Cast your mind back to 1066 - the Norman conquest - the Norman barons took vast tracts of land & imposed serfdom on the population. The British became peasants working for foreigners.
Military might stayed with the barons & the RCC exerted religious control & demanded labour & tithes. A peasants' revolt was defeated - 1381.
The Reformation did not help the peasants - king Henry used his desire for a divorce to make himself head of the church, & as a result monasteries were destroyed, & their wealth & lands taken over by the king & various landowners - 1536-41. The peasants did not benefit - the monastries were major employers & the result was a generation of "sturdy beggars" fit to work but without land to work on.
The civil war - 1640-46 - broke the power of the king but again provided no benefit to the peasants who having fought on the parliament side wanted a share of the captured estates.

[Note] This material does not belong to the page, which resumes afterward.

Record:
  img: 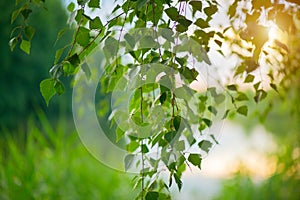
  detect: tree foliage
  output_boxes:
[9,0,300,199]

The "Levellers" were driven off their attempts to squat & run communal farms. Many were pressed into the army & sent to Ireland to suppress the RCs there. The legacy of hatred continues today.
Protests took over the Irish lands & suppressed the RC population. Desperate famines -1845 - resulted in mass emigration to the US.
In England the various "enclosure acts" resulted in common land being taken over by the landowners for non-food purposes, leading to further poverty -
They hang the man & flog the woman
who steals the goose from off the common,
but leave the greater villain loose,
who steals the common from the goose.
Vast numbers of destitute peasants were transported as criminals to the colonies for minor offences such as "stealing" wild animals & birds from the landowners. Some industries were established, bringing peasants off the land into slum districts, weaving, spinning, mining, & the great industries - railways & & iron & steel. Soldiers & sailors were always needed, but such occupations were not secure.
By the late 1800s various political-socialist-liberal movements were set up to try to get a measure of stability - a powerful rallying cry was "Three acres & a cow" claiming that if the unproductive great estates were divided, there would be plenty for all. Otherwise if you couldn't work for any reason, only the workhouse was available. Elderly couples could not grow old together - men, women & children were separated.
Then came WW1, the inter war depression & WW2.
The popular post war vote went to the Labour party who with wise use of the limited resources were able to set up the National Health Service, free education, grants for university students, with tuition fees paid, with industries being nationalised, so profits were kept in the country & employment & funds from taxation were adequate for the national needs.
Even the Conservatives fought elections with the slogan "you've never had it so good."
Thatcher came to power - 1979 - & set about destroying all that had been achieved, selling off the country's assets. That is the cause of the present crisis. The post war redistribution of wealth has been reversed.